Shooting entirely on location in Ventura County—at friend’s homes, local parks, mall parking lots—and not wasting capital on what he calls “a bunch of bullshit,” Briers managed to keep production costs for In Your Eyes below $100,000. As a result, he was able to spend more money on acquiring recognizable names for the lead roles. Caleeb Pinkett, younger brother of actress Jada, plays Yusef, the character Briers loosely based on himself. It may be his film debut, but Pinkett already exudes a self-assured charisma not unlike that of his megastar brother-in-law, Will Smith. He landed the part without even having to audition.

“My girlfriend, who I’m with now, she and Trae were friends during high school,” explains Pinkett. “Trae came over to the house one day. He met with me, he talked with me, and he was like, ‘Wow, I really like you, I think you’re cool. I know you’re interested in acting.’ He asked me if I was interested in reading his script. So I read his script, told him it was cool, and he asked me if I wanted to play the lead, and I said, ‘OK, cool.’”

For the role of the overbearing father Sergio, Briers snagged seasoned actor Michael DeLorenzo, best known as co-star of the police series New York Undercover. “It touched me that the characters are flawed,” says DeLorenzo. “They have problems. They have everyday, day-to-day things they have to struggle with, within themselves. The ugliness inside you; being able to deal with that, or not deal with that.”

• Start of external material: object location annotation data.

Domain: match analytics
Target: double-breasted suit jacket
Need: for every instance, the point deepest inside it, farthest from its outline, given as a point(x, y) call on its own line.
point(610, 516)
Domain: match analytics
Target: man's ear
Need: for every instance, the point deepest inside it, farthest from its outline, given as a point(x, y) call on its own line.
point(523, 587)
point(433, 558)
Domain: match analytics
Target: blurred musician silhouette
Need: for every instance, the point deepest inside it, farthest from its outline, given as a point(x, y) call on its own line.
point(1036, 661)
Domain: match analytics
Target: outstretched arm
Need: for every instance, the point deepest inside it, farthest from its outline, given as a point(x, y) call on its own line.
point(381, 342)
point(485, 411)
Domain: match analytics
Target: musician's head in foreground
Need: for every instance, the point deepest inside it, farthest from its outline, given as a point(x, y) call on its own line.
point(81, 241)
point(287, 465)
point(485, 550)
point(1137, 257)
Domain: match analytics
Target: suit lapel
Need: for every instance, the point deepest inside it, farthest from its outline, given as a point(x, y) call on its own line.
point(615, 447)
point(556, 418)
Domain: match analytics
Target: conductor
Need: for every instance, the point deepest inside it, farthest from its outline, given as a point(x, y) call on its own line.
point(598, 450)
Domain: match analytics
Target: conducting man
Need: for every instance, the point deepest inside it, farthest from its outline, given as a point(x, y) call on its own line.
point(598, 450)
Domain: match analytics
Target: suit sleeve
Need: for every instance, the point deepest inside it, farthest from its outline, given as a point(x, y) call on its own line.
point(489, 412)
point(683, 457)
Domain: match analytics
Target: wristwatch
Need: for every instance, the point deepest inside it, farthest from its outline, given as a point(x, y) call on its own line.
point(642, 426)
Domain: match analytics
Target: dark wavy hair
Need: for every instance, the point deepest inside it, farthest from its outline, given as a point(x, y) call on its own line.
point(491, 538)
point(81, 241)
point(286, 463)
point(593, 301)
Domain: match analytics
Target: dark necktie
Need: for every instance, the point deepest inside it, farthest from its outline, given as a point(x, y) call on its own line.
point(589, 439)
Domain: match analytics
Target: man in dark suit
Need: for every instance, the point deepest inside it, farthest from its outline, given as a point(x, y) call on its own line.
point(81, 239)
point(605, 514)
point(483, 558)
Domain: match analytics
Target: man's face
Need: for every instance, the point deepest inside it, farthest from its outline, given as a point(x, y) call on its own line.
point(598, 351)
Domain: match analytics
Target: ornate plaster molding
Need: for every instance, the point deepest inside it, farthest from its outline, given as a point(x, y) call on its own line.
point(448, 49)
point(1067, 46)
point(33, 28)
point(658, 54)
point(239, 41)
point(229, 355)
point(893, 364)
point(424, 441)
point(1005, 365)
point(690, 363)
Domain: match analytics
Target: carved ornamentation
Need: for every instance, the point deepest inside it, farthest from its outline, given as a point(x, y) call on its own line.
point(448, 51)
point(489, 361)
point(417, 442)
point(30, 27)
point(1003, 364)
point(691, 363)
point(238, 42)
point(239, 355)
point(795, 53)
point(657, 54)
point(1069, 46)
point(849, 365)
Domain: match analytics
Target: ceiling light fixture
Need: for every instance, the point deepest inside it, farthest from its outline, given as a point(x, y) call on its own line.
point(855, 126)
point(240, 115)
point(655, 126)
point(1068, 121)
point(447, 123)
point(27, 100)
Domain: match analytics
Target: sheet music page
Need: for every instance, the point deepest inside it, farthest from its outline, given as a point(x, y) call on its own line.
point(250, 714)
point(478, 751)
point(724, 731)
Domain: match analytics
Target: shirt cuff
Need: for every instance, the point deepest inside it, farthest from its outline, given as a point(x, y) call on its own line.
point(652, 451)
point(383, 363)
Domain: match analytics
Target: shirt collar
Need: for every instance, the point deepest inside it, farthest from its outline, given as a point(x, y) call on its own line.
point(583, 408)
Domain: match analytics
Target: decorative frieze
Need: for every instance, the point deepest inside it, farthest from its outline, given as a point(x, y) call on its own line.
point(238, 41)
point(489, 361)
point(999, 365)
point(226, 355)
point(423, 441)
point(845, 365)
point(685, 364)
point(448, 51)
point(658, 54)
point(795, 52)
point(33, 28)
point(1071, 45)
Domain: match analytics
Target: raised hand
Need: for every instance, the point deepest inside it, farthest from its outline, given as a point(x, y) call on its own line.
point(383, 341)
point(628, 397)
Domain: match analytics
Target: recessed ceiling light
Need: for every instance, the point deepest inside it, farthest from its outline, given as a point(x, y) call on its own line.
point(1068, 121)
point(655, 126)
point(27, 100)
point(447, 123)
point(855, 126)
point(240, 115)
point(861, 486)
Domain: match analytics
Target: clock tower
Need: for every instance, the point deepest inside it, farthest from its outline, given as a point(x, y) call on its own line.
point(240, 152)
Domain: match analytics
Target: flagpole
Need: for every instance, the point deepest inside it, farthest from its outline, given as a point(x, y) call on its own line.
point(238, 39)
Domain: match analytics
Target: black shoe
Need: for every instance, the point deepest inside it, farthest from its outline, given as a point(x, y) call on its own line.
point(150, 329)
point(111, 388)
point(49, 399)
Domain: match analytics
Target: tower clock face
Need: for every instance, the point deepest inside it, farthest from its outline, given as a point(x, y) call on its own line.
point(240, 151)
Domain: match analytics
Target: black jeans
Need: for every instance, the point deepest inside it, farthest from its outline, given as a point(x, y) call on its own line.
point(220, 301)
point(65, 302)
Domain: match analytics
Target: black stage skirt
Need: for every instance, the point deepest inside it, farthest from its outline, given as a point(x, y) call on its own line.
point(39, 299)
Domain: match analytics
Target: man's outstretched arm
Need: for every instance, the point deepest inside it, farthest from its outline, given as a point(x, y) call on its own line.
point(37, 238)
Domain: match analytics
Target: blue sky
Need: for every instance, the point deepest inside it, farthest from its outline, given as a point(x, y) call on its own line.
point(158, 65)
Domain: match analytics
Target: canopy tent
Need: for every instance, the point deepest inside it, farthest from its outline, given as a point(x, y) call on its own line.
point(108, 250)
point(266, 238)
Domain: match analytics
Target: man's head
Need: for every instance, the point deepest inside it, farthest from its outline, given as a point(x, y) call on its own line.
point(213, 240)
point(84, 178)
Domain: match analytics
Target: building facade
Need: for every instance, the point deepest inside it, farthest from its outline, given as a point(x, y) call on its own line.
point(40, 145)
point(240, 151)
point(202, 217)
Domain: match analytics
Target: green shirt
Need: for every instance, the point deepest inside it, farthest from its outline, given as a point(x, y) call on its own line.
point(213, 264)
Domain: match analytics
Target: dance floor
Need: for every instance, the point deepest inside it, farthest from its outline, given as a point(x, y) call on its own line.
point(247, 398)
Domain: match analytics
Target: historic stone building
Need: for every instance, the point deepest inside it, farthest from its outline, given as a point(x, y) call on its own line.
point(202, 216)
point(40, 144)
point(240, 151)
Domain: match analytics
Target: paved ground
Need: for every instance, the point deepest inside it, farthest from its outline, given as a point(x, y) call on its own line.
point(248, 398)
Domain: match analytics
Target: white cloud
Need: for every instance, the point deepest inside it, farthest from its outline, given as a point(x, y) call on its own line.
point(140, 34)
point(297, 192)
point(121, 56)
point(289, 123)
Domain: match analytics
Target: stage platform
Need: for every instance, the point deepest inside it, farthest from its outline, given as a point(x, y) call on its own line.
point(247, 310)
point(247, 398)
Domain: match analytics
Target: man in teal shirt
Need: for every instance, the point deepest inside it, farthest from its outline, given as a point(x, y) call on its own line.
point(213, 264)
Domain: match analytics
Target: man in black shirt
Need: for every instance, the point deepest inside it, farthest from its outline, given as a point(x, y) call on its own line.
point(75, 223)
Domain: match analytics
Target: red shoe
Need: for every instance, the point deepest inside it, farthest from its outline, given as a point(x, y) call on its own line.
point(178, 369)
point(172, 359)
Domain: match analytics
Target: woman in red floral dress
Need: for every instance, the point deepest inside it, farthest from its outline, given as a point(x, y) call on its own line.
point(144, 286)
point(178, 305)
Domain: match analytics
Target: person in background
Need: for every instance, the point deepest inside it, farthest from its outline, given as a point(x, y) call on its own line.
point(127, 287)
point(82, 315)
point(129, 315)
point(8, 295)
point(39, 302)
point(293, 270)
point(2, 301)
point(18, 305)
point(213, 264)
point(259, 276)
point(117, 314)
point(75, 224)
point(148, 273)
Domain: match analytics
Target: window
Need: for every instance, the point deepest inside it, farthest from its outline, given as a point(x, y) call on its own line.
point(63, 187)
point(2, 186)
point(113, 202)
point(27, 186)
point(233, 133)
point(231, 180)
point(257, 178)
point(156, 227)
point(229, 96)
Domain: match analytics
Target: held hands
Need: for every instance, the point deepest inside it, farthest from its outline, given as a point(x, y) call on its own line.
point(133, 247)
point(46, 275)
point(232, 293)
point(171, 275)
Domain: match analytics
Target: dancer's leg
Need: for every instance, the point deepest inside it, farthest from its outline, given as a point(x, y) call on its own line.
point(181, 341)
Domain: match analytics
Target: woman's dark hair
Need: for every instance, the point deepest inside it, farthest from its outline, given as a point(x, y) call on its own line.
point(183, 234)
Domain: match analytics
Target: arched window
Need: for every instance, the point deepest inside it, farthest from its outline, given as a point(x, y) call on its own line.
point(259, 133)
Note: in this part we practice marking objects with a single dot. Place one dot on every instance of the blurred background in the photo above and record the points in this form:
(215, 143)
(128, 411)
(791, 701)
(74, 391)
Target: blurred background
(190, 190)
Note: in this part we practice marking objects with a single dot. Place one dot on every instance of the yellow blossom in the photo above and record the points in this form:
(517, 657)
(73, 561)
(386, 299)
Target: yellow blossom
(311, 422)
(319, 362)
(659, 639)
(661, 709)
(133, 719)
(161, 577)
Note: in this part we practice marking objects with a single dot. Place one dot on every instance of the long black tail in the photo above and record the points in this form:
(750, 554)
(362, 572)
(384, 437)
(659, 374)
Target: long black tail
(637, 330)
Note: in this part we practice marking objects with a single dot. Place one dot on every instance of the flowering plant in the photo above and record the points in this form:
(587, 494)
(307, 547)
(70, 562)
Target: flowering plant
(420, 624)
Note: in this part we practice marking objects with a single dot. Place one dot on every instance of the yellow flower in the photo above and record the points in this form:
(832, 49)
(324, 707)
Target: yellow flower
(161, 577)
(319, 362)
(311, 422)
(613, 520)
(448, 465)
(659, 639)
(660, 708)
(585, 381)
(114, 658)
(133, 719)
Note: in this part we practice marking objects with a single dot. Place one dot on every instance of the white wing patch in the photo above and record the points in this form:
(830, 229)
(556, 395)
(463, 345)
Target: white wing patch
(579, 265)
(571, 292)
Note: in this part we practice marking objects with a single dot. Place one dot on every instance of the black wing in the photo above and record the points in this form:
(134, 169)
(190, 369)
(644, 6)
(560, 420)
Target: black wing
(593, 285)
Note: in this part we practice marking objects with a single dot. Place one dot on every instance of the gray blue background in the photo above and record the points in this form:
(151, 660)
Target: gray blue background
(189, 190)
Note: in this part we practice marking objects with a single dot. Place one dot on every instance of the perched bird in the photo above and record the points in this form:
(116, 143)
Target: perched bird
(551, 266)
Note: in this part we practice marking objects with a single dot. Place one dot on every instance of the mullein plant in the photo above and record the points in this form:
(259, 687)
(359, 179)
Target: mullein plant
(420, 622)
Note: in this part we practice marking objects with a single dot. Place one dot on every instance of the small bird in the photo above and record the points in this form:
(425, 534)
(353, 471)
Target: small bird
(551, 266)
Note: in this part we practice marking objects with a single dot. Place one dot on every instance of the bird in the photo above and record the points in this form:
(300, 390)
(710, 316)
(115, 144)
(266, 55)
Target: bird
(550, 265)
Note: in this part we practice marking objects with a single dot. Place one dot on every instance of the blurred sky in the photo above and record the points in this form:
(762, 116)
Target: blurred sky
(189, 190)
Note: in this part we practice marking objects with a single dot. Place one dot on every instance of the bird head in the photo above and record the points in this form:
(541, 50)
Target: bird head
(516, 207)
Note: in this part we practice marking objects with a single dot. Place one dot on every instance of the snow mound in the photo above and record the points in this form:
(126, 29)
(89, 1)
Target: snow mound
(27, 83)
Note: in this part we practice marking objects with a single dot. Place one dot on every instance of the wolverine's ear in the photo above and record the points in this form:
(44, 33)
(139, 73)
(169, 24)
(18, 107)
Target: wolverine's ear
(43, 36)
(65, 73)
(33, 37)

Also a music producer, Briers wouldn’t have told a story about Oxnard without including some homegrown talent. Locally based rappers Nevamind, Terminal Madness, Lost Soulz and Q104.7 DJ J-Scratch, acquaintances from Briers’ days in the mid-90s, when he headed the small hip-hop record label Toothpaste, all have cameos, in addition to contributing to the soundtrack. This Briers plans to releasing on his imprint, resurrected under the name Tlduso Records, in conjunction with In Your Eyes’ official premiere at the Santa Barbara Independent Film Festival on February 1. Briers makes clear that his vision of a cultural empire encompasses more than movies alone: “My whole angle is to show that a movie can show everything: It can show music, it can show art, it can show culture, it can show everything.”

In regards to his own future, Briers quotes an unlikely source—the CEO of one of Oxnard’s largest corporations, Kinko’s: “‘In your twenties, you try anything. In your thirties, you learn what you just tried.

In your forties, you make your money at what you just learned. And in your fifties, you just do, you just live.’” Just don’t expect to find Briers living in the Hollywood Hills. “My mission and dream,” he says, “is when I buy a house, it’s gonna be on the beach, in Oxnard.”